2–5 Jun 2026
Europe/London timezone

New Frontiers, Old Patterns: Extractive Imperialism and the Green Transition in Argentina

4 Jun 2026, 16:45

Description

This paper examines how the global green transition reproduces extractive imperialism through new forms of environmental destruction and epistemic violence, exemplified by lithium mining in Argentina’s Salar del Hombre Muerto. Promoted as essential for sustainable development, the expansion of lithium extraction is producing severe ecological degradation, draining scarce water resources and eradicating entire ecosystems that have sustained local livelihoods for centuries. Building on notions of ecological imperialism and ecologically unequal exchange, as well as fieldwork conducted in Argentina, the paper explores how old extractive patterns persist within ostensibly “new” resource frontiers. This continuity demonstrates how environmental sacrifice remains inextricably tied to economic, political, and social control, linking local realities to global power structures
These dynamics are shaped by Argentina’s long-standing denial of Indigenous presence and national narratives of homogeneity, which have been sustained through state policy and development discourse and continue to erase Indigenous identity.
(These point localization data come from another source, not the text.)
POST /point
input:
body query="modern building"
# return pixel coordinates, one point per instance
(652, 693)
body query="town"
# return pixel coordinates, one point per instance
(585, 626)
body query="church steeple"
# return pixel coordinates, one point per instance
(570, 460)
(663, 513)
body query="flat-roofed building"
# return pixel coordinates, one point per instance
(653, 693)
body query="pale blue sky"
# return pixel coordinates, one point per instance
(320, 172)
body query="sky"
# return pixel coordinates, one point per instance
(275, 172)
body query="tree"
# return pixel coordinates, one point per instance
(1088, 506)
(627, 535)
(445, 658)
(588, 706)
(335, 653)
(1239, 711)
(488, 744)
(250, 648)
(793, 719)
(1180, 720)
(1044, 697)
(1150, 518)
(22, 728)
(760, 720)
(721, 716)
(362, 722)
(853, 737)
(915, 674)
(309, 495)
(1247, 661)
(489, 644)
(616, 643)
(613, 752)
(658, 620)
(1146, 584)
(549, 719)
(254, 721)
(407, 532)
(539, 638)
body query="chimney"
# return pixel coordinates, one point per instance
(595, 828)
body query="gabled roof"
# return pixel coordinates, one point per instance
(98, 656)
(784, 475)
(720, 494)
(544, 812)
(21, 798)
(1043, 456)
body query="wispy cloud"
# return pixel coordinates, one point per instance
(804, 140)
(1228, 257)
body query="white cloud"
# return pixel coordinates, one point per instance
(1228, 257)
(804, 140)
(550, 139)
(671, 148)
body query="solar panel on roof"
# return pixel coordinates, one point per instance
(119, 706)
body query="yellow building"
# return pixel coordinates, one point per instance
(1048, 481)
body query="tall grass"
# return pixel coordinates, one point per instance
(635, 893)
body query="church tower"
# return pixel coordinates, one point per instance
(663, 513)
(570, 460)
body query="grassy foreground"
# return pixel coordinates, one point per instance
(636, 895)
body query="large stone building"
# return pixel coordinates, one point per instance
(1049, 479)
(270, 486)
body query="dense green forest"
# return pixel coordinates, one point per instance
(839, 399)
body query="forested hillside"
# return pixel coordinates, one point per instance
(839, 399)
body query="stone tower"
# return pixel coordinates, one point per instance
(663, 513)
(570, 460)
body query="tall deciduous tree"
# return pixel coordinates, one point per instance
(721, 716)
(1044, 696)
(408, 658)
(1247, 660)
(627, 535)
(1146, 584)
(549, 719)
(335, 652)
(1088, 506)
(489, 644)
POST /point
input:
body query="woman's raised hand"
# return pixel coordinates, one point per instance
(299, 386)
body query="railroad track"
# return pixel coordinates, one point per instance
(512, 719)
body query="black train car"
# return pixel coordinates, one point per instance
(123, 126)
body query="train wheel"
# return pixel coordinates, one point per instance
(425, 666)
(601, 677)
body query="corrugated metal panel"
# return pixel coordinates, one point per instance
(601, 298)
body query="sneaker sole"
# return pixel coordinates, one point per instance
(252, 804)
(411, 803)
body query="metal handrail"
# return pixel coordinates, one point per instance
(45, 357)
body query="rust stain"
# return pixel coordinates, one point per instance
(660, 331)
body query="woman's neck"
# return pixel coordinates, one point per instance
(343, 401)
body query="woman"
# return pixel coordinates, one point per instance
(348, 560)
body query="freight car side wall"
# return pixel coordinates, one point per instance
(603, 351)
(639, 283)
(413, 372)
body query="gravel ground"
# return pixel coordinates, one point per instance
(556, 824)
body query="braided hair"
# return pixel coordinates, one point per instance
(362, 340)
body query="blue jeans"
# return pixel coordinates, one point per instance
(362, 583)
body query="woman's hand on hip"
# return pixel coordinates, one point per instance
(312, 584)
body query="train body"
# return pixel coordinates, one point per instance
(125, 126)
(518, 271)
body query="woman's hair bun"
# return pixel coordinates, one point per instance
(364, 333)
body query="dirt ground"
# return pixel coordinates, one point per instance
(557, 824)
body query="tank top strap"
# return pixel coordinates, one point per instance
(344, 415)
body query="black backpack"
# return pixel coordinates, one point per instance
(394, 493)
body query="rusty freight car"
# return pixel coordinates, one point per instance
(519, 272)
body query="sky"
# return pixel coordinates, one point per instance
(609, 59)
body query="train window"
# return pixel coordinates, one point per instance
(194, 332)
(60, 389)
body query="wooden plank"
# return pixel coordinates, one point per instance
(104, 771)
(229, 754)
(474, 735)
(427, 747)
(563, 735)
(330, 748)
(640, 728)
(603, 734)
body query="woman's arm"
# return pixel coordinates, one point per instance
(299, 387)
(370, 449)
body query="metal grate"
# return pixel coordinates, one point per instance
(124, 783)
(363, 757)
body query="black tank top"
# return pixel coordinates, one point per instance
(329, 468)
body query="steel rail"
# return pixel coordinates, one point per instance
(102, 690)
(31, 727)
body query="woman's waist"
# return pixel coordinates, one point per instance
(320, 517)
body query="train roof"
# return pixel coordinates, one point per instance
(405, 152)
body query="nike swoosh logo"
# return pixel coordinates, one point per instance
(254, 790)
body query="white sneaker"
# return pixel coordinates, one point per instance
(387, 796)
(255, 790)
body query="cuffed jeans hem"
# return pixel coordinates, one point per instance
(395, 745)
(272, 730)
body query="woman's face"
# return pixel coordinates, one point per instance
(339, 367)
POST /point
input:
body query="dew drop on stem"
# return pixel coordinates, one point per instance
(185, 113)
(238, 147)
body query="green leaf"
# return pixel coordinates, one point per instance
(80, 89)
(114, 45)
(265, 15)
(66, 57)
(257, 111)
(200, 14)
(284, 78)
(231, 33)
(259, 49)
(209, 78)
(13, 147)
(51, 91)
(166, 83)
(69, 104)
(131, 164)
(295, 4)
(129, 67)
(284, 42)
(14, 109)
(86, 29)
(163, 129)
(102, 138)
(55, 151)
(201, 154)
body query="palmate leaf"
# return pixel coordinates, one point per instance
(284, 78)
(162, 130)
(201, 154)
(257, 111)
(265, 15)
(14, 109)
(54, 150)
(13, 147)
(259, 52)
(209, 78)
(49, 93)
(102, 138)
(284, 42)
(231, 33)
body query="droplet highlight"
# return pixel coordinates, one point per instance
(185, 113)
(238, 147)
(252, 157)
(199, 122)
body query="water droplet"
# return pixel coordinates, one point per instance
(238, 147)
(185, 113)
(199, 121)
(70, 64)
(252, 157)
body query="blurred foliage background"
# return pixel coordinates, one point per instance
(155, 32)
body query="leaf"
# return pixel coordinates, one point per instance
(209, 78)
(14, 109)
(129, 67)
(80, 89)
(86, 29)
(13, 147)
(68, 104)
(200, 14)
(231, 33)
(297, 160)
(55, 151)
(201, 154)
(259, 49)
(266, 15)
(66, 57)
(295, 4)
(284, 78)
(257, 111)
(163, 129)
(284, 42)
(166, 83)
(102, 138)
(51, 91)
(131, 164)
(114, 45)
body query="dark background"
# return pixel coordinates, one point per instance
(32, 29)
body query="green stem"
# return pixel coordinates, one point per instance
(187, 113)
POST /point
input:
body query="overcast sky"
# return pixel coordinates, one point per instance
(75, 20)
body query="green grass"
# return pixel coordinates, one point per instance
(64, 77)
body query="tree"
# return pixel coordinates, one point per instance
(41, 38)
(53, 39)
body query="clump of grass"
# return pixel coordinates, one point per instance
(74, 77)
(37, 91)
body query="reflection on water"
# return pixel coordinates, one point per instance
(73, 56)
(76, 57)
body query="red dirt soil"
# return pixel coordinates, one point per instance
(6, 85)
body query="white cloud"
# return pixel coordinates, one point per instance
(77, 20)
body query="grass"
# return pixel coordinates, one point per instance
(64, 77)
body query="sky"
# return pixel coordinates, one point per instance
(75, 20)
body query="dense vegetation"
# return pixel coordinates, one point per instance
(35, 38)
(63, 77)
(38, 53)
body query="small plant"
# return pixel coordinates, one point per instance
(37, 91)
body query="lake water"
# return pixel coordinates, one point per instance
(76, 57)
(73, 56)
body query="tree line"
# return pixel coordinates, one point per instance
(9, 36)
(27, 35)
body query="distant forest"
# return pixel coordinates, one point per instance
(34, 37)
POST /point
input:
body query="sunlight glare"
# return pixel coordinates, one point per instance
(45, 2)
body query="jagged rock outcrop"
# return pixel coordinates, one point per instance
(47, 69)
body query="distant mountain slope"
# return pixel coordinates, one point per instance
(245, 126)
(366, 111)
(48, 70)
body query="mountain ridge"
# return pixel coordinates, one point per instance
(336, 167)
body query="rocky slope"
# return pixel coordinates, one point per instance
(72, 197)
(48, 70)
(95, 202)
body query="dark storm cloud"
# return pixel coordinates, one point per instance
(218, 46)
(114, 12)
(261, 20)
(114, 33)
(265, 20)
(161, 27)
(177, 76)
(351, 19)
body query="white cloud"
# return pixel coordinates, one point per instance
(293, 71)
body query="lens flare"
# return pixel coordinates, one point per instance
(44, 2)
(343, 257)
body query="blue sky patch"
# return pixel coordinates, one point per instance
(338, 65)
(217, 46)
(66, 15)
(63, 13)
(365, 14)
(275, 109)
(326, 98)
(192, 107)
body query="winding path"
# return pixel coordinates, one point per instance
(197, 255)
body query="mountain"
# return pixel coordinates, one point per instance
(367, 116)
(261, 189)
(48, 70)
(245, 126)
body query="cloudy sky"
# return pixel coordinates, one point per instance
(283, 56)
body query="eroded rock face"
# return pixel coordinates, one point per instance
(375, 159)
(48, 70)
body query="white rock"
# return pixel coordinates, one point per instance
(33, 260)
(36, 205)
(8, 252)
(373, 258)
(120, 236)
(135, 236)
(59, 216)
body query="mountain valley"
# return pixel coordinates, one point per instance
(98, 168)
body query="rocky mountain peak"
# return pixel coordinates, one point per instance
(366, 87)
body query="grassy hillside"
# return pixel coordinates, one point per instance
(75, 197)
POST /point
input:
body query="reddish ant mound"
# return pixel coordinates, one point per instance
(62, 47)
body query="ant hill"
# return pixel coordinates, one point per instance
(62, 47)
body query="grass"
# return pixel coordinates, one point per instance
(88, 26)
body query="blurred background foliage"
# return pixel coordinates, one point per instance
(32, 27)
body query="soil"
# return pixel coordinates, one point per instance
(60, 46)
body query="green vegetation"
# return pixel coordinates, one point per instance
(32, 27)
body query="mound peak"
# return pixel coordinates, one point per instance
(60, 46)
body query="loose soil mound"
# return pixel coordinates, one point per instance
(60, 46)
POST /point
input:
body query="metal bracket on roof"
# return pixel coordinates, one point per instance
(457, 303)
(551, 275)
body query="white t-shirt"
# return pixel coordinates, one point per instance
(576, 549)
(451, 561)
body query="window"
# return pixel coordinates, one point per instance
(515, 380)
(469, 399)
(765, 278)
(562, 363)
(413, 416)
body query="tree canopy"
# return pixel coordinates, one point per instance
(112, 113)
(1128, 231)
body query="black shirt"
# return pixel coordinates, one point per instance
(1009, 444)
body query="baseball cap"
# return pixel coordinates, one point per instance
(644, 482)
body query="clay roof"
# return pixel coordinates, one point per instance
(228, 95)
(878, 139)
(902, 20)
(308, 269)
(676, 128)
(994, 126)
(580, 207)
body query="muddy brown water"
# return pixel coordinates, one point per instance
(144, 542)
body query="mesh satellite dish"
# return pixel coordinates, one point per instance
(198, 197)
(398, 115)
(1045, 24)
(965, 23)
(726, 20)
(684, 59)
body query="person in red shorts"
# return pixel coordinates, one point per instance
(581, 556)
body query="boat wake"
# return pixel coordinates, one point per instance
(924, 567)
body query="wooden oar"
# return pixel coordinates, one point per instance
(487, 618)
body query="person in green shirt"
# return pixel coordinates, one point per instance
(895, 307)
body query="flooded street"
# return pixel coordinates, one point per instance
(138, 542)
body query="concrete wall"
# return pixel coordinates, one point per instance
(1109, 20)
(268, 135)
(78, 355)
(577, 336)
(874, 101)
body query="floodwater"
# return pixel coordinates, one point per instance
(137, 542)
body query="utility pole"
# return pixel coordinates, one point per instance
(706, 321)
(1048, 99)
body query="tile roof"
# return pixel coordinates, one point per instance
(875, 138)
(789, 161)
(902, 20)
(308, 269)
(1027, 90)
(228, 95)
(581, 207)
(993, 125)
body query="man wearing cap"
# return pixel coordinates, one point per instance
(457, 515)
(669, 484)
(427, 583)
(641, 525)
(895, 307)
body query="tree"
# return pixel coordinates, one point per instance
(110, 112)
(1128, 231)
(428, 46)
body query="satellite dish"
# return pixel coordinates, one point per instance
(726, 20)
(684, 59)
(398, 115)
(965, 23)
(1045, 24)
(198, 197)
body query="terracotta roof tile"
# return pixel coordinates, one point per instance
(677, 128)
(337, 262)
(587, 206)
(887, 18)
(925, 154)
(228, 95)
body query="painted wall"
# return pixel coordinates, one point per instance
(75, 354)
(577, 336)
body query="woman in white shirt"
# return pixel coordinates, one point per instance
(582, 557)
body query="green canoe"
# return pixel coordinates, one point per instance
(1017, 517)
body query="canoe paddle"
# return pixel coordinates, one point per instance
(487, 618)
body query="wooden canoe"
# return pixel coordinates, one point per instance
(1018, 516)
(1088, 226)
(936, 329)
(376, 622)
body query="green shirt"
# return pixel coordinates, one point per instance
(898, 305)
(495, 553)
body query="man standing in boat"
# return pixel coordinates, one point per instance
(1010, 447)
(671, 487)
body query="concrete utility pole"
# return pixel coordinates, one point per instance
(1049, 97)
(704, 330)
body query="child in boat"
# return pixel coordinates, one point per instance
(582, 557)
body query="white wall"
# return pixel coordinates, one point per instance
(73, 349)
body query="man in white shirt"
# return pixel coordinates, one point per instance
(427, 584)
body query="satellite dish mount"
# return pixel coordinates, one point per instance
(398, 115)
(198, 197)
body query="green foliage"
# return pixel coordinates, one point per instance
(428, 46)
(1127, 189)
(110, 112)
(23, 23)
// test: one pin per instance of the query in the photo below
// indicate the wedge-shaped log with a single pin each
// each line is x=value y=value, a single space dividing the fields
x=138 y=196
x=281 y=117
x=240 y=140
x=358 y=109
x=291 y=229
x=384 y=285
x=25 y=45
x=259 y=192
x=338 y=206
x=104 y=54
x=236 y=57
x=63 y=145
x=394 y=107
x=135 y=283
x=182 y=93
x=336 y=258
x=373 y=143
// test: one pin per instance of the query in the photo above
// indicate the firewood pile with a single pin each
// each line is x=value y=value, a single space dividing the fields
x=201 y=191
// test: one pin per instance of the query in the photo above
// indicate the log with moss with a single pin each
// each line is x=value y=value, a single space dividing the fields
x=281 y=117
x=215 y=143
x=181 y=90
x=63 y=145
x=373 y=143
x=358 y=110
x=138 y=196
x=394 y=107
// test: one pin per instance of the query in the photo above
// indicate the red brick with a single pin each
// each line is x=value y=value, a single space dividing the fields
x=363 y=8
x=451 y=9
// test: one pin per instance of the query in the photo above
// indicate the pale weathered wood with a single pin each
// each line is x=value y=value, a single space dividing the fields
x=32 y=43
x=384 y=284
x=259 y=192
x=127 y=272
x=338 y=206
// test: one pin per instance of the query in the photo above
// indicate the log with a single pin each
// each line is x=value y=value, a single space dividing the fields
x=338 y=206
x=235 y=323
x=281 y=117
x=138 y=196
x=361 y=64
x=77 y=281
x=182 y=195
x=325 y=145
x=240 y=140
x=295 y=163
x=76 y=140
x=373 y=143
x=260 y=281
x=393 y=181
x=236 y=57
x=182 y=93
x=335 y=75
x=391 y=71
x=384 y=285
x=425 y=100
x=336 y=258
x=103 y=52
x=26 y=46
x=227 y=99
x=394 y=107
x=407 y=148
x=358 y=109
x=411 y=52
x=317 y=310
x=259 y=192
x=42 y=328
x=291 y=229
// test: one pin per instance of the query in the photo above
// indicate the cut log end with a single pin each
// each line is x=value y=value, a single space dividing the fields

This erasure conceals the social and ecological costs of extraction and narrows the horizon of political and economic possibility, presenting extractive-led growth as both natural and necessary. Consequently, state and corporate actors at home and abroad mobilise the language of progress and sustainability to legitimise environmental destruction and the expansion of resource frontiers.
At the same time, Indigenous and local communities in the Puna actively contest these dynamics through anti-extractivist organising and the articulation of alternative relationships to land, water, and livelihood. Linking these struggles to broader histories of coloniality, the paper shows how the green transition renews old imperial logics while generating spaces for decolonial resistance and reimagination of life.